Yemeni authorities and international donors have gone to great lengths to usher in the post-Saleh era. According to the United Nations Development Programme (UNDP), which is assisting the effort with support from European countries and Japan, there will be about 5,260 polling stations in Yemen's 20 governorates.

Combined with an elaborate nationwide campaign of media advertisements, voter-education seminars and street-side promotional banners, the effort is believed to be costing tens of millions of dollars.

The election is the first step in implementing all of the GCC agreement, said Darren Nance, UNDP's election coordinator in Yemen. He called it important for "moving forward through the transition process".

But that is no easy task.

Election monitors will have to traverse Yemen's notoriously lawless expanses, facing possible run-ins with tribesmen and even Al Qaeda fighters. They must also grapple with a separatist movement in the south, which opposes the power-transition agreement and Mr Hadi's presidential prospects.

Last week, a suicide bomber blew himself up at an election committee office in the southern city of Yemen.

Houthi rebels, who have fought intermittently with the government since 2004 in the country's north, said on Tuesday they would boycott the election, although they would not interfere with voting in the Saada governorate, which they control.

To avoid bloodshed, thousands of troops will be deployed across the country, said Khaled Al Qadhi, head of operations at Yemen's independent Supreme Committee for Election and Referendum.

"Our goal is that Yemenis vote without pressure or fear of violence," he said.

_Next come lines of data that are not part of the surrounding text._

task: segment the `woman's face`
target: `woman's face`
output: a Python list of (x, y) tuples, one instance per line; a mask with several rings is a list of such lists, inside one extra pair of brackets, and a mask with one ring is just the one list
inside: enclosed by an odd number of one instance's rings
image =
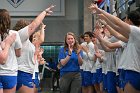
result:
[(85, 42), (90, 42), (91, 38), (90, 38), (90, 36), (88, 34), (85, 34), (84, 35), (84, 40), (85, 40)]
[(67, 35), (66, 42), (68, 45), (73, 46), (75, 44), (75, 39), (72, 35)]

But the biggest issue for the election is its legitimacy, or lack of it. Aside from there being only one candidate, voters do not even have the option of voting "no" to Mr Hadi. The ballot paper will have one small check box with Mr Hadi's name next to it, according to the UNDP, against a background of an outline map of Yemen.

Mr Al Qadhi said voters could just "leave the box empty on the ballot form" - but why would someone opposed to Mr Hadi even go to a polling station, asked Osama Shamsan, 28, a media coordinator for youth demonstrators camped out in Change Square in Sanaa.

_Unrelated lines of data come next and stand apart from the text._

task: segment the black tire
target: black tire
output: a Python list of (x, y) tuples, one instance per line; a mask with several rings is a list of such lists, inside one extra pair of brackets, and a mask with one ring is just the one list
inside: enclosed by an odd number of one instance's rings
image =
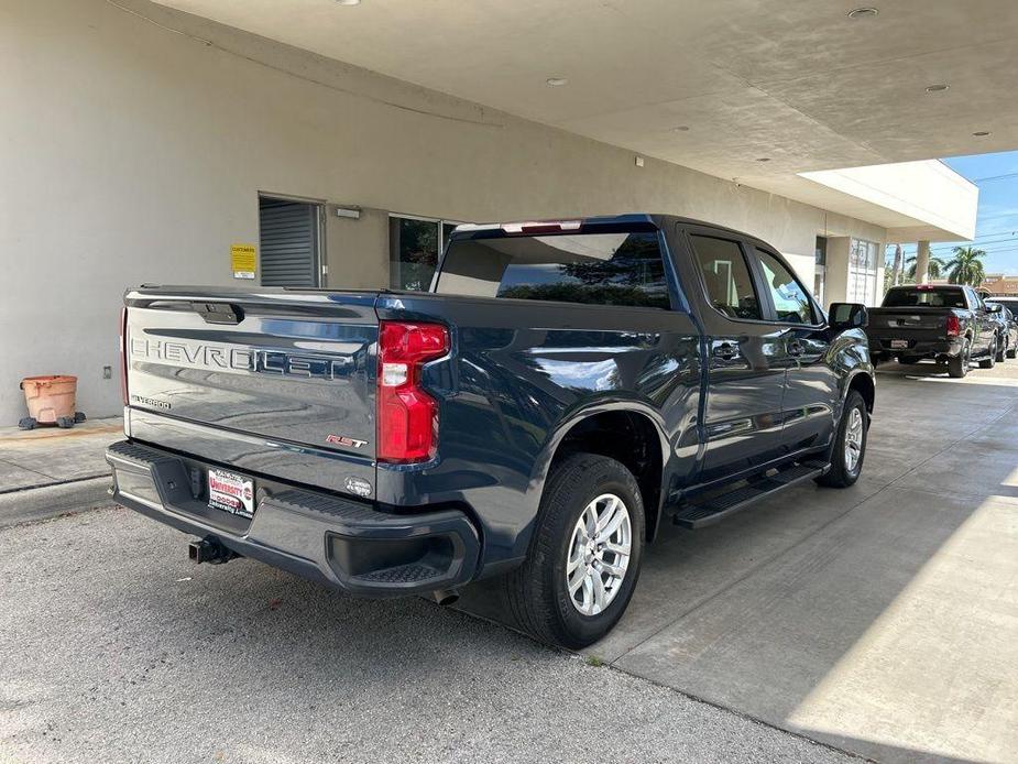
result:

He called the election a "charade" and "a waste of money". "Abdurabu Mansour is simply being assigned to his position, not voted in," he said.

He and scores of young demonstrators have been holding rallies in the square urging Yemenis to boycott the election. They are also distributing fliers that call the GCC agreement illegitimate and contrary to the spirit of the Arab Spring uprisings.

They point out that the president's family still holds many key government positions and that Mr Hadi himself became vice president because of his close ties with Mr Saleh.

Even so, there seem to be many who think differently. Tens of thousands of anti-Saleh demonstrators have gathered around the country in recent weeks calling for his removal and on Mr Hadi to "save the country".

That so many would turn out in favour of a poll that few consider an actual election was indicative of a broader yearning for change, said April Longley Alley, a Yemen expert at the International Crisis Group, a Brussels-based research organisation.

"For many Yemenis, there is a desire to have an official break with the past," she said. "The election will be a way to bestow legitimacy on the new president, to symbolically close the chapter on Saleh's rule and to move on to a new phase."

Sheikh Mufarih Bahaibih, 60, a tribal leader from the Marib governorate, has instructed all 200,000 members of his Murad tribe to participate in Tuesday's ballot.

"We want and need this to end the regime and open a new era," he said, disputing those who questioned the ballot's legitimacy.

"This is a real election to us because in the past, Saleh always won."